В отделе их ждал дежурный с новостями:

– Александр Сергеевич, звонил майор. Просил сразу к нему зайти, как приедете.

– О чем разговор?

– Про драку на площади. Еще звонил кто-то из администрации, интересовался подробностями.

– Понятно. Игорь, начинай опрашивать задержанных. Я схожу к майору.

Майор Семенов сидел за столом с кислым лицом и курил сигарету за сигаретой:

– Садись, Александр. Поговорить нужно.

– Слушаю.

– Мне полчаса назад звонил заместитель главы администрации Кротов. Очень интересовался нашей драчкой.

– И что его интересовало?

– Все. Кто участвовал, из-за чего подрались, какие политические лозунги звучали.

– А зачем ему эта информация?

– Говорит, что завтра приезжает комиссия из области проверять, как прошел праздник. И если выяснится, что были политические беспорядки, то головы полетят.

– Чьи головы?

– В первую очередь, наши. За то, что не обеспечили порядок.

– Понятно. И что он предлагает?

– Оформить дело как обычную пьяную драку. Без политики и лишних подробностей.

– А если свидетели расскажут правду?

– Какие свидетели? Ты сам говорил, что все молчат.

– Молчат. Но если дело попадет в СМИ, журналисты могут найти разговорчивых.

– Дело в СМИ не попадет. Кротов уже переговорил с редакторами местных газет.

Воронцов затушил сигарету:

– То есть нам прямо говорят замять политическую подоплеку?

– Нам говорят работать профессионально и не создавать проблем городу.

– А как же установление истины?

– Александр, ты же не вчера родился. Какая истина? Пьяные люди подрались на празднике. Вот и вся истина.

– А если участковый Зотов расскажет свою версию?

– Зотов получил сотрясение мозга. Может, что-то и не помнит точно.

– Майор, вы серьезно?

– Очень серьезно. У нас через месяц аттестация, через два месяца выборы мэра. Никому не нужны скандалы на политической почве.

– И что я должен делать?

– Свою работу. Опросить задержанных, оформить протоколы по административным статьям, закрыть дело.

– А если я найду доказательства политических мотивов?

– Тогда подумай, стоит ли их обнародовать.

Выходя от майора, Воронцов понимал, что дело принимает стандартный оборот. Политический скандал хотят замять, свидетели молчат, начальство давит. Обычная ситуация для российской провинции.

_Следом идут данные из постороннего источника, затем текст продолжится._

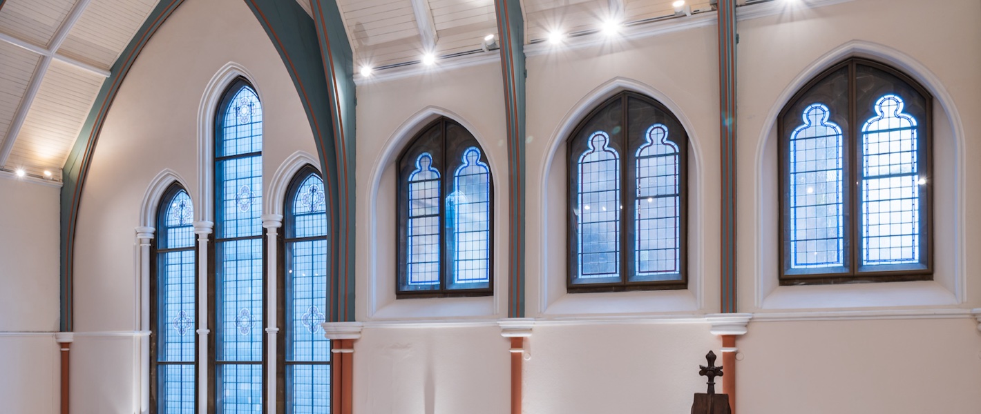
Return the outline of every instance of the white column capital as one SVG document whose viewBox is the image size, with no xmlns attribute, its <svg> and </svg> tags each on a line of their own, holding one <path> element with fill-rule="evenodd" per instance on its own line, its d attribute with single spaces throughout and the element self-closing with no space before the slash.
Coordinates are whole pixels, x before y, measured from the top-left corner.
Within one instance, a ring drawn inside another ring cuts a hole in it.
<svg viewBox="0 0 981 414">
<path fill-rule="evenodd" d="M 529 338 L 535 326 L 533 318 L 510 318 L 497 321 L 500 336 L 504 338 Z"/>
<path fill-rule="evenodd" d="M 139 239 L 153 239 L 153 233 L 157 231 L 157 229 L 147 226 L 138 226 L 134 230 L 136 231 L 136 237 Z"/>
<path fill-rule="evenodd" d="M 211 231 L 215 228 L 215 222 L 208 220 L 200 220 L 194 222 L 194 233 L 196 234 L 211 234 Z"/>
<path fill-rule="evenodd" d="M 55 333 L 55 342 L 58 344 L 72 344 L 75 342 L 75 333 L 74 332 Z"/>
<path fill-rule="evenodd" d="M 975 307 L 973 310 L 971 310 L 971 313 L 974 315 L 975 318 L 977 318 L 978 331 L 981 331 L 981 307 Z"/>
<path fill-rule="evenodd" d="M 712 325 L 712 335 L 746 335 L 752 313 L 712 313 L 705 320 Z"/>
<path fill-rule="evenodd" d="M 262 226 L 267 229 L 283 227 L 283 214 L 262 214 Z"/>
<path fill-rule="evenodd" d="M 360 340 L 364 324 L 361 322 L 324 322 L 324 338 L 329 340 Z"/>
</svg>

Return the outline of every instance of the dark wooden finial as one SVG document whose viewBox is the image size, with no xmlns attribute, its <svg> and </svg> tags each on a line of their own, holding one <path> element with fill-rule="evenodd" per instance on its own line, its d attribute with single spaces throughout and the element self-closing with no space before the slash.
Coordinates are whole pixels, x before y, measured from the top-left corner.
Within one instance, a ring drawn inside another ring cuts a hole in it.
<svg viewBox="0 0 981 414">
<path fill-rule="evenodd" d="M 708 365 L 698 365 L 701 370 L 698 371 L 698 375 L 702 377 L 708 377 L 708 394 L 715 393 L 715 377 L 722 376 L 722 367 L 715 366 L 715 352 L 708 351 L 705 355 L 705 359 L 708 360 Z"/>
</svg>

Григорьев закончил опрос первой группы задержанных и подошел к нему:

– Александр Сергеевич, странное дело. Все задержанные рассказывают одну и ту же версию.

– Какую?

– Что выпили, веселились, а потом началась какая-то потасовка. Никто не помнит, из-за чего именно.

– Все так говорят?

– Все. Причем очень похожими словами. Как будто заранее договорились.

– А про политику никто не упоминает?

– Никто. Более того, когда я спрашиваю конкретно про политические лозунги, все делают удивленные лица.

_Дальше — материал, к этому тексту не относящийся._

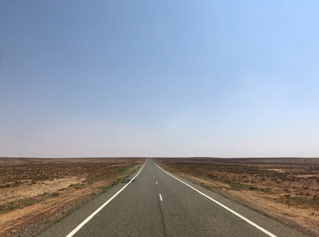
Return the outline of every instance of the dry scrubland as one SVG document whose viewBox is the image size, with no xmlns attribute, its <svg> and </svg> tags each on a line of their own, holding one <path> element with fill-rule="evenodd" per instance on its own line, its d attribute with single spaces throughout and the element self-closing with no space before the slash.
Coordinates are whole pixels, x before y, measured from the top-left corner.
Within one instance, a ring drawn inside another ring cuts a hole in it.
<svg viewBox="0 0 319 237">
<path fill-rule="evenodd" d="M 143 158 L 0 158 L 0 236 L 35 236 L 136 170 Z"/>
<path fill-rule="evenodd" d="M 169 170 L 319 236 L 319 159 L 155 159 Z"/>
</svg>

– Понятно. Значит, их тоже предупредили.

– Кто мог предупредить?

– Да кто угодно. Адвокаты, родственники, друзья. У нас в городе новости быстро разносятся.

– И что теперь?

– А теперь мы работаем с тем, что есть. Оформляем дело как массовую драку на почве алкогольного опьянения.

– Но это же неправда!

– Игорь, а что такое правда? То, что было на самом деле, или то, что можно доказать в суде?

– То, что было на самом деле.

– Тогда правда такая: группа пьяных людей подралась на празднике из-за политических разногласий. Но доказать это мы не можем, потому что все свидетели молчат.

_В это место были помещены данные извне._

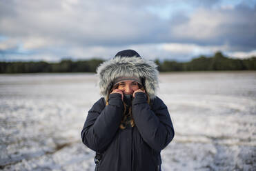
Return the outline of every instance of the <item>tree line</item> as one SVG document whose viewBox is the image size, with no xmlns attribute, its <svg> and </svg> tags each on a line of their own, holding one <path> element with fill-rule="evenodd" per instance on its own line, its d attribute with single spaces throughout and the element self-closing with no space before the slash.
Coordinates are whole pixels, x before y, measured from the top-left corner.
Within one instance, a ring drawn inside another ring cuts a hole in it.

– А раз не можем доказать, то правды как бы и нет?

– Именно. Добро пожаловать в реальный мир, лейтенант Григорьев.

Они проработали до трех ночи, опрашивая задержанных и составляя протоколы. Результат был предсказуемым: семнадцать человек получили административные наказания за мелкое хулиганство, дело закрыли за отсутствием состава преступления.